Centrifuge Separation Separators
A hydrocyclone is a device to classify, separate or sort particles in a liquid suspension based on the ratio of their centripetal force to fluid resistance. This ratio is high for dense (where separation by density is required) and coarse (where separation by size is required) particles, and low for light and fine particles. Hydrocyclones also find application in the separation of liquids of different densities. A hydrocyclone will normally have a cylindrical section at the top where liquid is being fed tangentially, and a conical base. The angle, and hence length of the conical section, plays a role in determining operating characteristics. A hydrocyclone has two exits on the axis: the smaller on the bottom (underflow or reject) and a larger at the top (overflow or accept). The underflow is generally the denser or coarser fraction, while the overflow is the lighter or finer fraction.
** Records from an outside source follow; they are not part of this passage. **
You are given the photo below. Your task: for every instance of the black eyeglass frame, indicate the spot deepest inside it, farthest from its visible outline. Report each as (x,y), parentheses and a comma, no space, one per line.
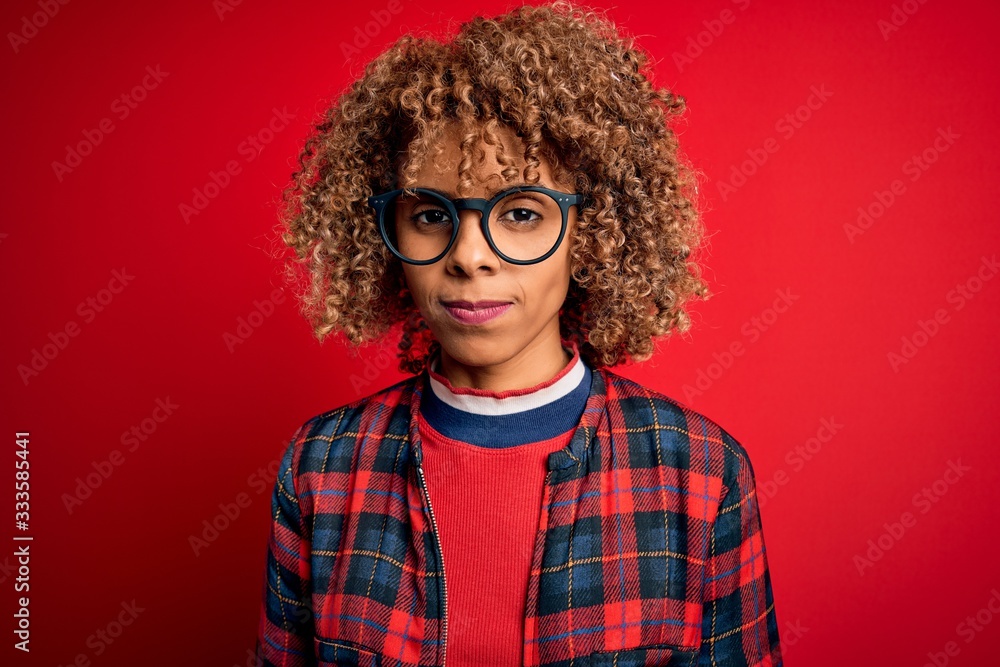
(485,207)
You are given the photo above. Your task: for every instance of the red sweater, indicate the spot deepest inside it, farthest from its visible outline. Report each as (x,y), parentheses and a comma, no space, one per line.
(487,501)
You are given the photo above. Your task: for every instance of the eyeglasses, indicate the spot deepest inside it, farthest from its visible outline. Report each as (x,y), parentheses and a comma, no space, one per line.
(523,225)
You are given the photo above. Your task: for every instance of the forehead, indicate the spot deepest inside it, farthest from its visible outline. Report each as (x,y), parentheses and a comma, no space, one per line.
(445,164)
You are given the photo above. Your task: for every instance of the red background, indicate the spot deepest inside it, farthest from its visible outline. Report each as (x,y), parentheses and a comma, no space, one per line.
(826,357)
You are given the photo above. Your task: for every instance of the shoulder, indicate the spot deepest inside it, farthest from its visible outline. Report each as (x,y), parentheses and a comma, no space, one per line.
(327,441)
(685,437)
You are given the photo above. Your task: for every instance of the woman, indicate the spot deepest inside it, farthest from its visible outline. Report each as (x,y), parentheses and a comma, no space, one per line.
(514,198)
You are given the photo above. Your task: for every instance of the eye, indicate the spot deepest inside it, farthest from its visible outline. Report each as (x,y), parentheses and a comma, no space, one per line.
(520,215)
(431,216)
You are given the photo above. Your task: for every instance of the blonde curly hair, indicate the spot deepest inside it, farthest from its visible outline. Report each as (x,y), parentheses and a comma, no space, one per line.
(577,93)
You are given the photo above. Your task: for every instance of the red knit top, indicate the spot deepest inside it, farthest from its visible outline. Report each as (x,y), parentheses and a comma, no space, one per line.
(486,494)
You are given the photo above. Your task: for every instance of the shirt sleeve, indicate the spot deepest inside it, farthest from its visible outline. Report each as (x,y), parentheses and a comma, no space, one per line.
(285,632)
(739,626)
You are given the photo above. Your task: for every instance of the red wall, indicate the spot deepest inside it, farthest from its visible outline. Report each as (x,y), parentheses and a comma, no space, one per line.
(855,395)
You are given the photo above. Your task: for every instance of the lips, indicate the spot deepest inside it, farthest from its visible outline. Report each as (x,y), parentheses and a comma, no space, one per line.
(475,312)
(474,305)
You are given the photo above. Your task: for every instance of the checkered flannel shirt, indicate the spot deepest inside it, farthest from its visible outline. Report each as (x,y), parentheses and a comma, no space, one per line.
(649,549)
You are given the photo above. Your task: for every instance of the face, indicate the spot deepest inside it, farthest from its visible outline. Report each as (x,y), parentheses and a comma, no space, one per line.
(521,344)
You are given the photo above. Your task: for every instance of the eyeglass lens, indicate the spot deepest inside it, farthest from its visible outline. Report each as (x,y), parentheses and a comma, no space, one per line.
(524,225)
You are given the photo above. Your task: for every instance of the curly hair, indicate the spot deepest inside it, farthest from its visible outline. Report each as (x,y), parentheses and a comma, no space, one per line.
(577,93)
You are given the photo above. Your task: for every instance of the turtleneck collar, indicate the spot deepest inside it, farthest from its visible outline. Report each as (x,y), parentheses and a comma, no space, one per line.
(511,417)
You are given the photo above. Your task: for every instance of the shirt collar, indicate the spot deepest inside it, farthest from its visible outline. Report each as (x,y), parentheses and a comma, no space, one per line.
(594,418)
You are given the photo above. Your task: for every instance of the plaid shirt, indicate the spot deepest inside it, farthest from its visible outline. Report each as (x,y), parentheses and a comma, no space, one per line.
(649,550)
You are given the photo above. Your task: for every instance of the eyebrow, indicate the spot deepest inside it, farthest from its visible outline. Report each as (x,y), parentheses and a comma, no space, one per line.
(489,195)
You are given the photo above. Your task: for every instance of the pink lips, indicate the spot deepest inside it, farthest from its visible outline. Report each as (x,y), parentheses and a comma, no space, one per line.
(466,314)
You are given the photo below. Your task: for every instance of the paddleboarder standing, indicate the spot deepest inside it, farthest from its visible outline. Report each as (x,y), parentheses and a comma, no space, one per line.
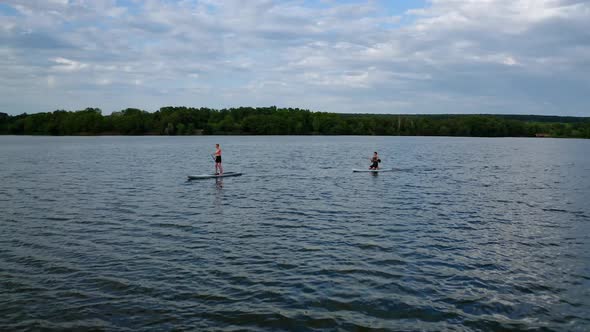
(217,154)
(375,161)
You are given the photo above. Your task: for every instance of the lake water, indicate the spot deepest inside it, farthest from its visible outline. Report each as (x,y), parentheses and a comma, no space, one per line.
(105,233)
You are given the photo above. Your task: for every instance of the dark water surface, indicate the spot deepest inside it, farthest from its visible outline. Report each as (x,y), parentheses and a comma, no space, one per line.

Internally, centrifugal force is countered by the resistance of the liquid, with the effect that larger or denser particles are transported to the wall for eventual exit at the reject side with a limited amount of liquid, while the finer, or less dense particles, remain in the liquid and exit at the overflow side through a tube extending slightly into the body of the cyclone at the center. Forward hydrocyclones remove particles that are denser than the surrounding fluid, while reverse hydrocyclones remove particles that are less dense than the surrounding fluid. In a reverse hydrocyclone the overflow is at the apex and the underflow at the base. There are also parallel-flow hydrocyclones where both the accept and reject are removed at the apex. Parallel-flow hydrocyclones remove particles that are lighter than the surrounding fluid.
In a suspension of particles with the same density, a relatively sharp cut can be made. The size at which the particles separate is a function of cyclone diameter, exit dimensions, feed pressure and the relative characteristics of the particles and the liquid. Efficiency of separation is a function of the solids' concentration: the higher the concentration, the lower the efficiency of separation. There is also a significant difference in suspension density between the base exit (fines) and the apex exit, where there is little liquid flow. If the size range of the particles is limited, but there are differences in density between types of particles, the denser particles will exit preferentially at the apex. The device is therefore a means of selective concentration of, for example, minerals. This device is also related to the centrifuge; both of them are intended to separate heavies and lights in liquid by application of centrifugal force.